Humana Value Choice H5216-318 (PPO) covers diagnostic procedures and tests with a 20% minimum coinsurance and copays ranging from no copay to $65, while lab services require coinsurance with no copay. Radiological services feature no coinsurance, offering outpatient X-rays and diagnostic radiology with no copay, and therapeutic radiology with a minimum copay of $30.
Home Health Services are covered by Humana Value Choice H5216-318 (PPO) with no copay and no coinsurance, although prior authorization is required.
Cardiac Rehabilitation Services are offered by Humana Value Choice H5216-318 (PPO) with no copay and no coinsurance, though prior authorization is required. In practice, only some services are covered, as standard cardiac, intensive cardiac, pulmonary, and supervised exercise therapy (SET) for symptomatic peripheral artery disease (PAD) services are not covered.

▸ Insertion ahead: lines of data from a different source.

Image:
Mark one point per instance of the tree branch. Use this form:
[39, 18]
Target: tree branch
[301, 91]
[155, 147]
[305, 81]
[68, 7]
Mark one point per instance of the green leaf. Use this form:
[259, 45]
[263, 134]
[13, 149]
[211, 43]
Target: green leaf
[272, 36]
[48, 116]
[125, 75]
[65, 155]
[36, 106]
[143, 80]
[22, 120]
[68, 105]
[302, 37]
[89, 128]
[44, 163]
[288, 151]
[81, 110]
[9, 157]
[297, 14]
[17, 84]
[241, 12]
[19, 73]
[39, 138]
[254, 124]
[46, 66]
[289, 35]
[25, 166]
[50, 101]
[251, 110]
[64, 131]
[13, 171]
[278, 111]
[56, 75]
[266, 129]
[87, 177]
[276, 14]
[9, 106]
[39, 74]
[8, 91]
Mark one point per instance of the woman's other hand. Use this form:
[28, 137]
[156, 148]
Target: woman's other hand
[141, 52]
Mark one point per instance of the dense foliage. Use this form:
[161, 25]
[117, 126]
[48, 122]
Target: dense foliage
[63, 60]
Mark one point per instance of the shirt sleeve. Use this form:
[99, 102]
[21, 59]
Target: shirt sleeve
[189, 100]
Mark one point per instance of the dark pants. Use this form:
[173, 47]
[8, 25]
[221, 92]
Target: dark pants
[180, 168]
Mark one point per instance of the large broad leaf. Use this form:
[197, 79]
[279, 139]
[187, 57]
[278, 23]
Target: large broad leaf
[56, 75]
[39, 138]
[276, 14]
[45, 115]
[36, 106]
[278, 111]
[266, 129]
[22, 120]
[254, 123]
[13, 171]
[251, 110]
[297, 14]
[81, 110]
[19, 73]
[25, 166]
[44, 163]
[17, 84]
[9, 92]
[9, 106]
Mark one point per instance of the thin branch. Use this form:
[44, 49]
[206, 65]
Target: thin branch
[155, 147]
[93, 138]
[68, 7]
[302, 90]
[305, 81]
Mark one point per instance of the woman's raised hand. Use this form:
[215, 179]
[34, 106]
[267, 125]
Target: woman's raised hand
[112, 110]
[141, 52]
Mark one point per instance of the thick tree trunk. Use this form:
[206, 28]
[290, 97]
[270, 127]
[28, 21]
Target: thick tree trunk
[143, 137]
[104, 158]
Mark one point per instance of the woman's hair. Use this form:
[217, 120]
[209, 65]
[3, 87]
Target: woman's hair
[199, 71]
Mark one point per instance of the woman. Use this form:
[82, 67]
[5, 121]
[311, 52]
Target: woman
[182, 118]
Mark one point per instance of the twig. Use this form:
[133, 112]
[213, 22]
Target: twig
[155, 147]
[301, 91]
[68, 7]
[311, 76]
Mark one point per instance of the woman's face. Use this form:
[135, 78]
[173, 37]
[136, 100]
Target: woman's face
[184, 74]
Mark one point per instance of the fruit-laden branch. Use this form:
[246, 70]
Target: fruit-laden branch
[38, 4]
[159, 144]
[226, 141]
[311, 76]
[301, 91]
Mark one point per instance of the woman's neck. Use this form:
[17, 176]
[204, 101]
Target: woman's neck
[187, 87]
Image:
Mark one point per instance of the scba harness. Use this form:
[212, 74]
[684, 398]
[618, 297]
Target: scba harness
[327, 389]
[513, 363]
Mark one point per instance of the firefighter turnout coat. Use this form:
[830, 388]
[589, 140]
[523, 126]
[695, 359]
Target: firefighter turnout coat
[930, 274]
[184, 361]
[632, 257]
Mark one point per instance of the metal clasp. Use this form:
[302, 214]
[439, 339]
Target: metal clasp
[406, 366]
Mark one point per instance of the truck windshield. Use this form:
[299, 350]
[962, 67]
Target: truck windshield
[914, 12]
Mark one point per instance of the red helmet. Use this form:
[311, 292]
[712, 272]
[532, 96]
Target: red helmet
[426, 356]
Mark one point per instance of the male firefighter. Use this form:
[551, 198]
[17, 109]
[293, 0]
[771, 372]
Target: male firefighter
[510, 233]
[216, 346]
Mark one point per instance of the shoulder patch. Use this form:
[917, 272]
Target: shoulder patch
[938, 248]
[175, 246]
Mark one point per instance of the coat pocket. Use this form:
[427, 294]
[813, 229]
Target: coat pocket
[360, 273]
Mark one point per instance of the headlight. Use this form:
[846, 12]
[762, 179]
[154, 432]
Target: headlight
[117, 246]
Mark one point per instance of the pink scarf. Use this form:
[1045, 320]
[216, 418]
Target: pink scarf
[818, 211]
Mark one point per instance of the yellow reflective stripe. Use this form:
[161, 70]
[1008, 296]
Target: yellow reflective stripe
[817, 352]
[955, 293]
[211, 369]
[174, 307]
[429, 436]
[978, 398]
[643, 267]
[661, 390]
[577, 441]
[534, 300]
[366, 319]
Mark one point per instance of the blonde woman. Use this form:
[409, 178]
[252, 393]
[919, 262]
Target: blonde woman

Humana Value Choice H5216-318 (PPO) covers Skilled Nursing Facility (SNF) services with no coinsurance, requiring a $10 daily copay for days 1 to 20 and a $218 daily copay for days 21 to 100. Prior authorization is required, no prior three-day hospital stay is needed for admission, and additional days beyond the standard Medicare-covered limit are not covered.
Humana Value Choice H5216-318 (PPO) offers additional services including acupuncture for a $30.00 copay and no coinsurance, which is limited to 20 treatments per year and requires prior authorization. Over-the-counter (OTC) items and chronic illness meal benefits are also covered with no copay and no coinsurance, though the meal benefit requires prior authorization.